Reputation: 111
i am using jsoup to extract tweeter text. so the html structure is
<p class="js-tweet-text tweet-text">@sexyazzjas There is so much love in the air, Jasmine! Thanks for the shout out. <a href="/search?q=%23ATTLove&src=hash" data-query-source="hashtag_click" class="twitter-hashtag pretty-link js-nav" dir="ltr" ><s>#</s><b>ATTLove</b></a></p>
what i want to get isThere is so much love in the air, Jasmine!

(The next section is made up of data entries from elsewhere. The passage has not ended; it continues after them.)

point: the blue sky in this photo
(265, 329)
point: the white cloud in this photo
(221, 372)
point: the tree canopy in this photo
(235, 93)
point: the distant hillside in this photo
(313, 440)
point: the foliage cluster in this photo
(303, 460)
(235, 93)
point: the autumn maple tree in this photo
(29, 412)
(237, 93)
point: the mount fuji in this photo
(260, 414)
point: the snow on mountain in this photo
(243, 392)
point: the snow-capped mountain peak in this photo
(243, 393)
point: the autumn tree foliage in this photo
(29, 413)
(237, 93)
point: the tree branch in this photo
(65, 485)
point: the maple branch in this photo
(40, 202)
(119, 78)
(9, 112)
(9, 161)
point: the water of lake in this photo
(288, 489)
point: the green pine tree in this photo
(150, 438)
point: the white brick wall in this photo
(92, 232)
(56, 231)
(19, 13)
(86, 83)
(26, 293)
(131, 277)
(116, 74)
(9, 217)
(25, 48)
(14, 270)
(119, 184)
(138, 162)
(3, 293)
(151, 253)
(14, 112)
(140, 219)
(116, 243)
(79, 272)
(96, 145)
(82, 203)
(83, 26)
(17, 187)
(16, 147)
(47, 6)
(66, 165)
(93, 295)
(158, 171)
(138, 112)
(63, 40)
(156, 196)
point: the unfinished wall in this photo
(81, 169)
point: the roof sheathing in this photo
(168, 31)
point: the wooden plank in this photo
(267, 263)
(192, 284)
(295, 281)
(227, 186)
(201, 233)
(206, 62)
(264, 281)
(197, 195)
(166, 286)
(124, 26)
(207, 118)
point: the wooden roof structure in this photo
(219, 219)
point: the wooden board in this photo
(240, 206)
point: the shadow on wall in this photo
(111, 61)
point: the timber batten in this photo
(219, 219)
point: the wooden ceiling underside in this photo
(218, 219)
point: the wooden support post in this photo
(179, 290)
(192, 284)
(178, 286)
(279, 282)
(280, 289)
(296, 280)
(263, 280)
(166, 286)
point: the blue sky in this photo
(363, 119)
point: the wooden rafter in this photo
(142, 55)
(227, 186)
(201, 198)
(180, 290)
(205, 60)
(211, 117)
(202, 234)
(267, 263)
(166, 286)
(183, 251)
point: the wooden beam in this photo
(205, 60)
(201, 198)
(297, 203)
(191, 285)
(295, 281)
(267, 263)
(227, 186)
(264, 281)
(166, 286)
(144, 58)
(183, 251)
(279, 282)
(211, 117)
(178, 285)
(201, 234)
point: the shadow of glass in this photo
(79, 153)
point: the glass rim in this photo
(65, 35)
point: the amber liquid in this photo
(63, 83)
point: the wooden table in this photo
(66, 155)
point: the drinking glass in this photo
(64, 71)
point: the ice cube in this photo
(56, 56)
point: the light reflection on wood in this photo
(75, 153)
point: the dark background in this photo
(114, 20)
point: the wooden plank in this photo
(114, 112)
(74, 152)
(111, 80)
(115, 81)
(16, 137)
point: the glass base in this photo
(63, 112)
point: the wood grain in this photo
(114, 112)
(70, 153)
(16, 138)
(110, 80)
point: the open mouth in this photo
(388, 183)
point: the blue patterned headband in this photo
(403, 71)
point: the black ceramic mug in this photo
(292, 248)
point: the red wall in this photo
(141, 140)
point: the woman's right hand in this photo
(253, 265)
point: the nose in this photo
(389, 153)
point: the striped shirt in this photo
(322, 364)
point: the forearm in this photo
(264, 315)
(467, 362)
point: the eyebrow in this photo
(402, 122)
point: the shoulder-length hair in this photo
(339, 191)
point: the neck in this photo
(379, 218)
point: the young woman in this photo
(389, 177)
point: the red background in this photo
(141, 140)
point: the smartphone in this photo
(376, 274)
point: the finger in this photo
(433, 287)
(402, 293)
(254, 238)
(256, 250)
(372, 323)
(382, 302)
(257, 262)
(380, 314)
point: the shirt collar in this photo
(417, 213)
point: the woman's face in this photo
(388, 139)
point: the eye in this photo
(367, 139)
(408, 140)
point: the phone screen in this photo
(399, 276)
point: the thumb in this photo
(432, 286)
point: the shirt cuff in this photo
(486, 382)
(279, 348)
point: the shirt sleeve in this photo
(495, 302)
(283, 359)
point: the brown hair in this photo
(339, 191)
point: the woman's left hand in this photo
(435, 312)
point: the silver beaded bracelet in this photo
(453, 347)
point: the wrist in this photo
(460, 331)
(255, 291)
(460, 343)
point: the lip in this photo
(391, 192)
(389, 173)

Thanks for the shout out.
and i want to extract all the tweeter text in the entire page.
I am new to java. the code has bugs. please help me thank you
below is my code:
package htmlparser;
import java.io.IOException;
import org.jsoup.Jsoup;
import org.jsoup.nodes.Document;
import org.jsoup.nodes.Element;
import org.jsoup.select.Elements;
public class tweettxt {
public static void main(String[] args) {
Document doc;
try {
// need http protocol
doc = Jsoup.connect("https://twitter.com/ATT/").get();
// get page title
String title = doc.title();
System.out.println("title : " + title);
Elements links = doc.select("p class="js-tweet-text tweet-text"");
for (Element link : links) {
System.out.println("\nlink : " + link.attr("p"));
System.out.println("text : " + link.text());
}
} catch (IOException e) {
e.printStackTrace();
}
}
}
Upvotes: 0
Views: 1486
Reputation: 17745
Although I do agree with Robin Green about using the API and not Jsoup in this occasion, I will provide a working solution for what you asked just to close this topic and for help on future viewers that have a problem with
Get the direct text of a Jsoup element that contains other elements.

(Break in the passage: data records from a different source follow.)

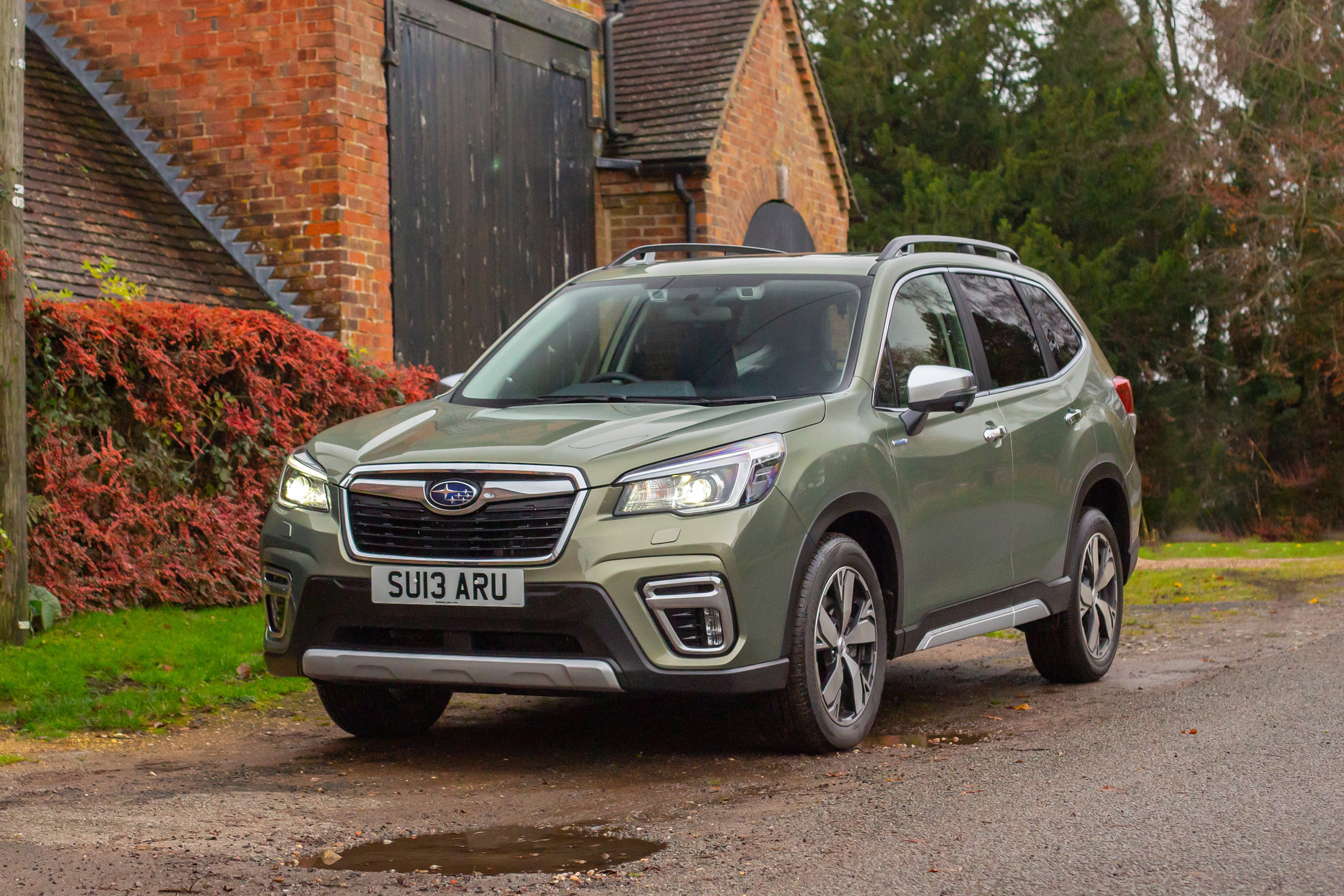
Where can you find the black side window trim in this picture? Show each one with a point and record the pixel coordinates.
(978, 350)
(1040, 330)
(968, 326)
(968, 332)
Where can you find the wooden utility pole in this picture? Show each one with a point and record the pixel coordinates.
(14, 440)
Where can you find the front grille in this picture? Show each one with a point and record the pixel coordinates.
(504, 531)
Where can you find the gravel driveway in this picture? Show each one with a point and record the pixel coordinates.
(1046, 789)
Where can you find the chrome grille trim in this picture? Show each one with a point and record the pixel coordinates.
(504, 476)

public static void main(String[] args) {
Document doc;
try {
// need http protocol
doc = Jsoup.connect("https://twitter.com/ATT/").get();
// get page title
String title = doc.title();
System.out.println("title : " + title);
//select this <p class="js-tweet-text tweet-text"></p>
Elements links = doc.select("p.js-tweet-text.tweet-text");
for (Element link : links) {
System.out.println("\nlink : " + link.attr("p"));
/*use ownText() instead of text() in order to grab the direct text of
<p> and not the text that belongs to <p>'s children*/
System.out.println("text : " + link.ownText());
}
} catch (IOException e) {
e.printStackTrace();
}
}
Upvotes: 2